Here we see a further manifestation of the security dilemma. While selling arms potentially serves the national interest of seller states—beyond profit, there is the hope of strengthening allies—this is not the case when opposing states buy arms or contribute to regional or national instability. Hence arms-supplying nations often try to curb the sales of specific weapons to particular countries by a mixture of collaboration and the exertion of pressure. Such informal arms controls work reasonably well with advanced computers and sensitive electronic components but have minimal impact on small arms and light weapons. Selective sales, which can be considered a primitive form of arms control, sometimes backfire. Following the Soviet invasion of Afghanistan in 1979, the United States supplied the latter with anti-aircraft missiles and other sophisticated weapons that subsequently became part of the arsenal of groups that the United States came to regard as enemies.

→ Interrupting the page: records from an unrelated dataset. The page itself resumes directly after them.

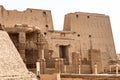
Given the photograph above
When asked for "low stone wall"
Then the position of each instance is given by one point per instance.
(90, 77)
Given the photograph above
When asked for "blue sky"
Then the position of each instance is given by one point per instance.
(61, 7)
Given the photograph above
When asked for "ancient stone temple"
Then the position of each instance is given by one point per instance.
(85, 41)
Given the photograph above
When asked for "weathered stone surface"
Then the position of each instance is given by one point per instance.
(11, 64)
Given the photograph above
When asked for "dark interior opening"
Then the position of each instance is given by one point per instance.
(63, 52)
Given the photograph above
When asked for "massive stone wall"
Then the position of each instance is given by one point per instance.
(94, 30)
(34, 17)
(11, 64)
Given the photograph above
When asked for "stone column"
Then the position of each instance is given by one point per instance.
(116, 69)
(79, 66)
(110, 68)
(22, 42)
(38, 68)
(95, 66)
(65, 69)
(42, 66)
(42, 55)
(57, 65)
(40, 45)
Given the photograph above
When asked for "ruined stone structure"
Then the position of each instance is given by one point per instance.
(12, 66)
(86, 40)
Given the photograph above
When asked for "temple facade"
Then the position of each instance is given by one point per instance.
(86, 41)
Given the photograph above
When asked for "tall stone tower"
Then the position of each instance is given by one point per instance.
(95, 34)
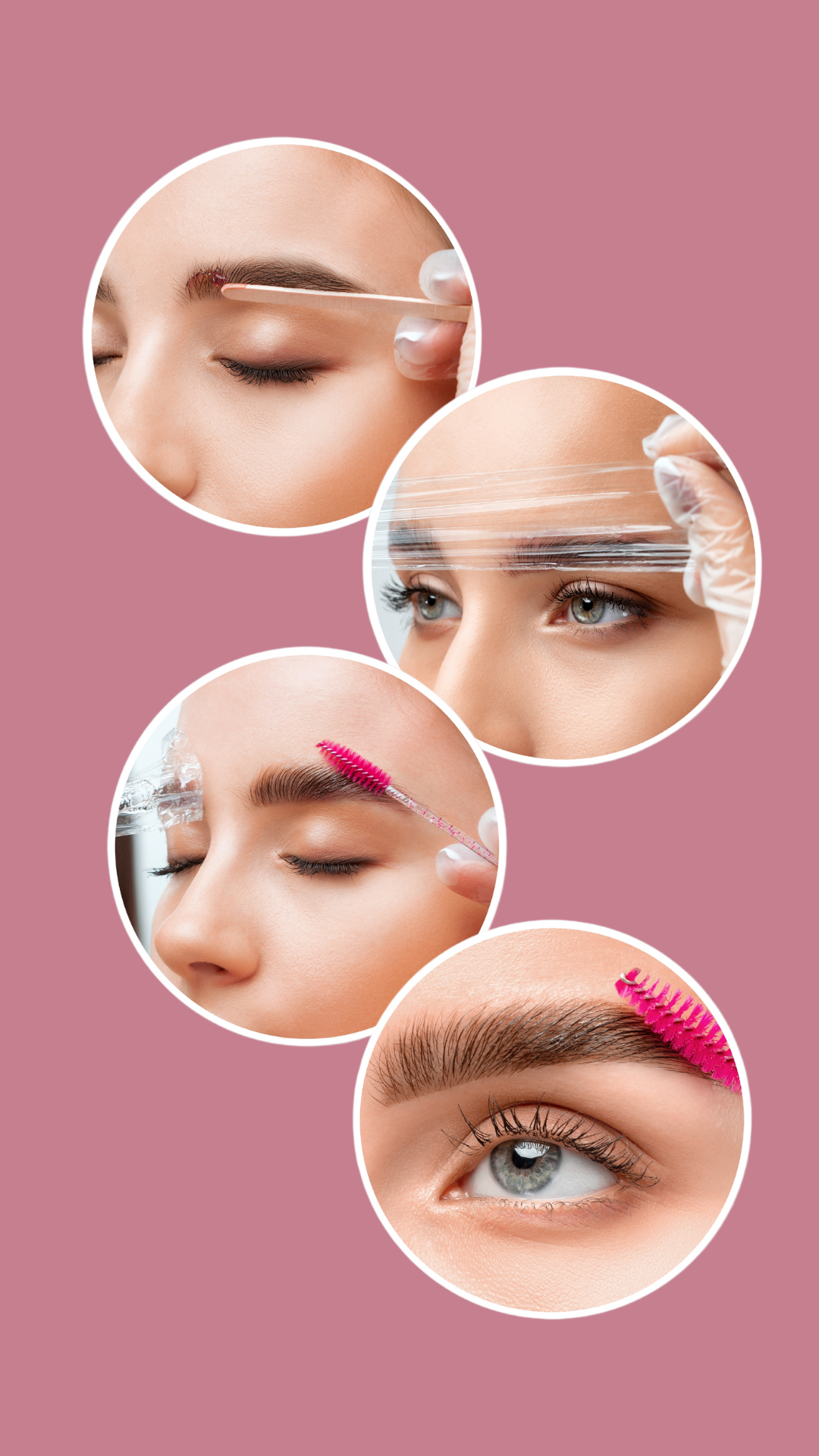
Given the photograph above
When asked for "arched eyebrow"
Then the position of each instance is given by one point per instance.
(413, 548)
(435, 1055)
(270, 273)
(303, 783)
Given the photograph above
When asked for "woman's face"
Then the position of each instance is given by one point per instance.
(254, 413)
(642, 1153)
(299, 908)
(564, 663)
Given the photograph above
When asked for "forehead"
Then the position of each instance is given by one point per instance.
(538, 422)
(550, 431)
(526, 965)
(264, 201)
(276, 712)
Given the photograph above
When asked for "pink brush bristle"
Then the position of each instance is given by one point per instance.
(684, 1025)
(354, 767)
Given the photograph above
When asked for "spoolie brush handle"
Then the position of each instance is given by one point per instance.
(439, 823)
(684, 1025)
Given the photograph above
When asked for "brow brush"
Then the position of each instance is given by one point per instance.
(378, 783)
(687, 1027)
(346, 302)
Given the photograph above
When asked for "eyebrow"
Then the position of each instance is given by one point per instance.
(303, 783)
(271, 273)
(431, 1056)
(545, 552)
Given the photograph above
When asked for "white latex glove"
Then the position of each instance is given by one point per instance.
(464, 871)
(428, 350)
(701, 498)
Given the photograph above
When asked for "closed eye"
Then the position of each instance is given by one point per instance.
(325, 867)
(284, 375)
(177, 867)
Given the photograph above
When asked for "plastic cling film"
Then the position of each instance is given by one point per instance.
(167, 794)
(537, 519)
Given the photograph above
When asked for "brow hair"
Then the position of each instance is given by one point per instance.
(537, 554)
(430, 1056)
(271, 273)
(302, 783)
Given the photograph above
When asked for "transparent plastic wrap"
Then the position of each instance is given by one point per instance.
(539, 519)
(165, 794)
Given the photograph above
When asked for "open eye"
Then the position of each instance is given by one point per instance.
(592, 612)
(430, 606)
(537, 1172)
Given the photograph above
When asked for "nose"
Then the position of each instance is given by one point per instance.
(207, 934)
(484, 679)
(152, 408)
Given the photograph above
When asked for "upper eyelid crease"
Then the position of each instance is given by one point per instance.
(436, 1055)
(275, 273)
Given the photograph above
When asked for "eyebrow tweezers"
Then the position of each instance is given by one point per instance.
(346, 302)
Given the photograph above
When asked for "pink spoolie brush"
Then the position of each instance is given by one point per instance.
(378, 783)
(692, 1033)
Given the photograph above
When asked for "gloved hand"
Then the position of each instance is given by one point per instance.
(464, 871)
(701, 498)
(428, 350)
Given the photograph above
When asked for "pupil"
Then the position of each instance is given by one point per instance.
(430, 604)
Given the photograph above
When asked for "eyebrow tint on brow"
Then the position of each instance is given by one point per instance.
(430, 1056)
(270, 273)
(413, 548)
(302, 783)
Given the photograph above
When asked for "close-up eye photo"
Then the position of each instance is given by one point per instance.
(270, 325)
(551, 1120)
(567, 561)
(297, 837)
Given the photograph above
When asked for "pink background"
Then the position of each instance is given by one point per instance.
(630, 185)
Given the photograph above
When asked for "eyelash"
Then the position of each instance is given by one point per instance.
(175, 867)
(569, 592)
(570, 1130)
(302, 867)
(325, 867)
(295, 375)
(398, 598)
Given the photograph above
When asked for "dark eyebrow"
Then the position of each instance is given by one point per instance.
(541, 554)
(270, 273)
(430, 1056)
(300, 783)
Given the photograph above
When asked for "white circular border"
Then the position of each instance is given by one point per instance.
(637, 946)
(178, 699)
(96, 275)
(576, 373)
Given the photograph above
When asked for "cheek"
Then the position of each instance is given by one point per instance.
(300, 455)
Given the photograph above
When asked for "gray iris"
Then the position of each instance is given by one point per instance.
(525, 1166)
(588, 609)
(430, 606)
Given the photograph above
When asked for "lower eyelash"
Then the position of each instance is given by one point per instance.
(295, 375)
(570, 1130)
(324, 867)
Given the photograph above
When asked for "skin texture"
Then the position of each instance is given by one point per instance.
(276, 453)
(575, 1254)
(248, 937)
(512, 661)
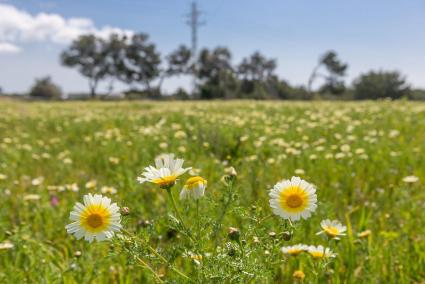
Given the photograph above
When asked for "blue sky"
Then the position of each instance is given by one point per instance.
(373, 34)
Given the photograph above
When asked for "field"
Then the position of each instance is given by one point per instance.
(366, 160)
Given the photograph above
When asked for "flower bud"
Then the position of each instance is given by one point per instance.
(125, 211)
(287, 235)
(233, 234)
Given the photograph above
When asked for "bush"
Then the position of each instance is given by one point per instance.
(45, 88)
(375, 85)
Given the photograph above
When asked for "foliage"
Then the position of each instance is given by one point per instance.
(88, 54)
(375, 85)
(45, 88)
(335, 69)
(357, 154)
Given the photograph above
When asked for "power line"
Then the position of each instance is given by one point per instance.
(194, 23)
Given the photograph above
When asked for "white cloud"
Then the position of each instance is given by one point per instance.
(18, 26)
(6, 47)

At the other extreme is the use of force to impose arms controls. Perhaps the outstanding example is the 1981 Israeli bombing of the Osirak nuclear reactor in Iraq. Saddam Hussein started a clandestine nuclear program in the 1970s and likely would have acquired nuclear weapons if the reactor had not been destroyed. The U.S.-led invasion of Iraq in 2003 was supposedly motivated by the fear that Saddam had developed weapons of mass destruction after having expelled UN weapons inspectors in 1998. The inspections, however, proved to have been effective. The possibility that Iran might be developing nuclear weapons has generated pressure from the United Nations as well as implied threats of military action by the United States and Israel.